Die orangen Engel vom Bahnhof
Sie helfen beim Umsteigen, beim Billett-Automaten, bei einem Schwächeanfall: Die fünf Mitarbeiterinnen der Bahnhofhilfe Luzern unterstützen körperlich und geistig behinderte Menschen, Senior*innen oder Kinder in vielen Belangen.
Yvonne Koch unterstützt Sepp Eggerschwiler seit vielen Jahren. Bild: Sylvia Stam
Dienstagnachmittag, 16.02 Uhr. Die S-Bahn aus Stans fährt ein. Yvonne Koch wartet im orangen Gilet auf dem Perron, Sektor A. Als einer der ersten Passagiere erscheint Sepp Eggerschwiler in der sich öffnenden Tür, er hat einen Blindenstock in der Hand. Yvonne Koch geht auf ihn zu, berührt ihn an der Schulter und begrüsst ihn. Sepp Eggerschwiler hält sie am linken Ellbogen fest, während sie ihn zügig durch die Bahnhofhalle und über den Bahnhofplatz zum Bus führt.
«Ich steige täglich vom Bus aus Ebikon auf den Zug nach Horw um und umgekehrt», erzählt der gross gewachsene Mann. Er arbeitet im Bildungs- und Begegnungszentrum des Schweizerischen Blindenverbands in Horw. Auf dem Busbahnhof fehlten die weissen Leitlinien für Blinde, erzählt er, auch im Untergeschoss gebe es keine. «Darum sind die Wege für mich schwierig zu finden.» Aus diesem Grund ist Eggerschwiler froh um die Bahnhofhilfe, die er seit rund 15 Jahren in Anspruch nimmt. «Manchmal begleite ich ihn auch in die Apotheke oder die Migros im Untergeschoss», ergänzt Koch.
Mit Rollstuhl zum Schiff
Sie ist seit 14 Jahren für die Bahnhofhilfe tätig, seit 2016 als Teamleiterin. «Wir begleiten viele Blinde und Kinder mit Down-Syndrom beim Umsteigen oder beim Fahrplan-Lesen, wir unterstützen Senioren oder Touristinnen, wenn sie Hilfe beim Billett-Automaten brauchen, wir helfen Menschen im Rollstuhl vom Zug zum Bus oder zum Schiff.»
Viele Kund*innen kommen wöchentlich oder täglich, andere rufen vorher an oder melden sich via Website. «Es kommt auch vor, dass eine Zugbegleiterin uns anruft, wenn jemand unerwartet Unterstützung braucht.» Wenn gerade kein Auftrag ansteht, zirkulieren die Bahnhofhilfen, die an ihrem leuchtend orangen Gilet erkennbar sind, auf dem Bahnhofgelände und schauen, wo es Hilfe braucht.
Raum zum Stillen
Insgesamt fünf Frauen sind am Bahnhof Luzern im Einsatz, jeweils eine Person pro Schicht. Eine bestimmte Ausbildung brauche es nicht, wichtiger sei, «dass jemand sich etwas zutraut und auch mit Notsituationen umgehen kann», sagt Koch. In Nothilfe oder im Umgang etwa mit Blinden würden sie intern geschult.

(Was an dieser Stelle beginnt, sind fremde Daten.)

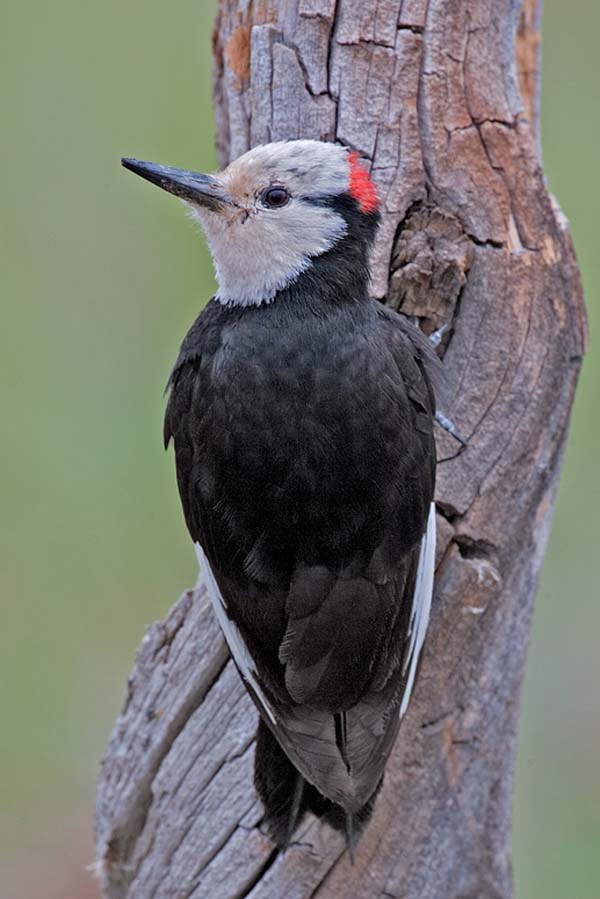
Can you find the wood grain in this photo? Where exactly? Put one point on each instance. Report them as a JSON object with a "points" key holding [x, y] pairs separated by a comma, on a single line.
{"points": [[440, 98]]}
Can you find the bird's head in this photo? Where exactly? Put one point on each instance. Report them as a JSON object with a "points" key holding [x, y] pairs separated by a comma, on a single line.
{"points": [[272, 213]]}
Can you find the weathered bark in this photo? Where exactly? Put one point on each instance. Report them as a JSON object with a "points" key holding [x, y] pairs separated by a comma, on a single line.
{"points": [[441, 97]]}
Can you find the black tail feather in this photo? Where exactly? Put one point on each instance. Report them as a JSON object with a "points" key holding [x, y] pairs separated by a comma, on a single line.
{"points": [[287, 796]]}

In der Bahnhofhalle gibt es weisse Linien für Blinde, auf dem Busbahnhof fehlen sie. Bild: Sylvia Stam
Im Büro der Bahnhofhilfe am Gleis 3 gibt es auch einen Raum mit Sofa und Wickeltisch. Hier können Mütter ihr Baby stillen, der Raum dient aber auch schon mal für Gespräche oder um etwas Abstand zum Gewusel zu gewinnen. Auch wenn es nicht immer gelinge, die orangen Engel probierten, «für alle Probleme eine Lösung zu finden», so Koch.
Per Handy erreichbar
Die Bahnhofhilfe wurde vor über 130 Jahren gegründet. Treibende Kräfte waren der damalige Verein Freundinnen junger Mädchen – heute Compagna – und der Katholische Mädchenschutzverein – heute Pro Filia. Sie ist heute in allen grossen Schweizer Städten präsent. In Luzern befindet sich das Büro der Bahnhofhilfe am Gleis 3, Sektor B, die Angestellten sind werktags von 8 bis 18.15 Uhr und samstags von 8 bis 12.15 Uhr erreichbar unter 079 500 26 00.